Title: | Theory-Driven Item Response Theory (IRT) Models |
Version: | 0.0.1.1 |
Description: | IRT-M is a semi-supervised approach based on Bayesian Item Response Theory that produces theoretically identified underlying dimensions from input data and a constraints matrix. The methodology is fully described in 'Morucci et al. (2024), "Measurement That Matches Theory: Theory-Driven Identification in Item Response Theory Models"'. Details are available at https://www.cambridge.org/core/journals/american-political-science-review/article/measurement-that-matches-theory-theorydriven-identification-in-item-response-theory-models/395DA1DFE3DCD7B866DC053D7554A30B. |
License: | MIT + file LICENSE |
Encoding: | UTF-8 |
RoxygenNote: | 7.3.2 |
Depends: | truncnorm, tmvtnorm, utils, RcppProgress, RcppDist, ggplot2, R (≥ 3.5.0) |
Suggests: | knitr, rmarkdown, testthat (≥ 3.0.0), RColorBrewer, fastDummies, ggrepel, tidyverse, spelling |
VignetteBuilder: | knitr |
LazyData: | true |
LinkingTo: | Rcpp, RcppArmadillo, RcppDist, RcppProgress |
Imports: | coda, Rcpp, RcppArmadillo, ggridges, rlang, dplyr, reshape2, |
Config/testthat/edition: | 3 |
Language: | en-US |
NeedsCompilation: | yes |
Packaged: | 2025-04-16 20:29:50 UTC; Promachos |
Author: | Marco Morucci [aut],
Margaret Foster |
Maintainer: | Margaret Foster <m.jenkins.foster@gmail.com> |
Repository: | CRAN |
Date/Publication: | 2025-04-19 12:22:01 UTC |
Geweke Convergence
Description
Runs Geweke tests to assess MCMC convergence
Usage
Geweke_convergence(THETA)
Arguments
THETA |
Matrix of parameter estimates from IRTM |
Value
Proportion of values that fail the Geweke convergence test (p < 0.05) for each parameter
Methodological Codes
Description
Factor loading matrix for IRT-M vignette. This is a 793 row and 9 column dataset. The rows are derived from the binary encoding of the synthetic survey, with a row for every binarized question in the survey. The first 56 rows are retained metadata, and have lots of NA.
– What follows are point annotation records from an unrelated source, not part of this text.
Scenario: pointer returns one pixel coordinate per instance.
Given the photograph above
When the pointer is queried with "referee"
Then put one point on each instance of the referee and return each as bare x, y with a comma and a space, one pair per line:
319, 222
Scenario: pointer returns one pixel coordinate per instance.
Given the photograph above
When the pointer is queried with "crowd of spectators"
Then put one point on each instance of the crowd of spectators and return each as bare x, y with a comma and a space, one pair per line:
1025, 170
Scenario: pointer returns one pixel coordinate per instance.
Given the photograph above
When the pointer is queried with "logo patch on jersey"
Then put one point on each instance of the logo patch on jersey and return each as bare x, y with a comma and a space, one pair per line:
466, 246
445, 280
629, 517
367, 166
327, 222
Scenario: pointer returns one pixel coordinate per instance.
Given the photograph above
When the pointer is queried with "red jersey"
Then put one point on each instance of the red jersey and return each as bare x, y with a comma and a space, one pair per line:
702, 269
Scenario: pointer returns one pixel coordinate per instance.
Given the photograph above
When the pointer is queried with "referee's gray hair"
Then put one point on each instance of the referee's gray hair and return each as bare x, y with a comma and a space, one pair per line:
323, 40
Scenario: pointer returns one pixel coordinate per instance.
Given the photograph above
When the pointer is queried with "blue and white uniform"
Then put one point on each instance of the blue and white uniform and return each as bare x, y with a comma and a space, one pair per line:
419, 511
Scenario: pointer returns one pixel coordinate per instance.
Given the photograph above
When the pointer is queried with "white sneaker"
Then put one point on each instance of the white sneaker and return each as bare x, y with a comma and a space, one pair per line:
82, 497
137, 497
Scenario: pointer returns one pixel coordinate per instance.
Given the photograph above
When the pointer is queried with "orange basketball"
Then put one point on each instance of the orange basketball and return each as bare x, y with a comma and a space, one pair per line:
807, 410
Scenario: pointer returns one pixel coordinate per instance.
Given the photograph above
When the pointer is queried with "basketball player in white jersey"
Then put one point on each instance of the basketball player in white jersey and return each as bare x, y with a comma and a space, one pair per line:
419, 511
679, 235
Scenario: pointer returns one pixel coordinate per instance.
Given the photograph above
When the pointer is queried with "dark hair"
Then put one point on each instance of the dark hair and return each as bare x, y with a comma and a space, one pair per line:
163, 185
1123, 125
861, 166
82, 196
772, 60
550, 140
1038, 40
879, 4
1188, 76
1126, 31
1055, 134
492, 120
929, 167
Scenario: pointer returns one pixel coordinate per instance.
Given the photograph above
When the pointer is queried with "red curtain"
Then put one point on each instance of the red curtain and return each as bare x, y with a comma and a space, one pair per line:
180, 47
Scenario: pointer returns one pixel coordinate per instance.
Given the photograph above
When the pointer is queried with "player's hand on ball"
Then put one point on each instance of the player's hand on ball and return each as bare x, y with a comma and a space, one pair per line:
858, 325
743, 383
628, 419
The data format is an intermediary processing for IRT-M, and is detailed in the vignette text.
@format A data frame with the following variables: #'
- QCode
Mapping of the dimension coding key to the underlying question in the original (synthetic) survey data. The first 56 rows are blank because they map to survey and respondent metadata that doesn't relate to dimensions.
- QMap
Mapping to the question in data processed by the vignette for variable estimation.
- SubstantiveNotes
Brief human readable comments on the substantive meaning of the coded questions. These are for convenience of reference.
- D1-Culture threat
Loading vector for the cultural threat dimension. A 1 indicates that the question is expected to load.
- D2-ReligionThreat
Loading vector for the religious threat dimension.
- D3-Economic Threat
Loading vector for the economic threat dimension.
- D4-HealthThreat
Loading vector for the health threat dimension.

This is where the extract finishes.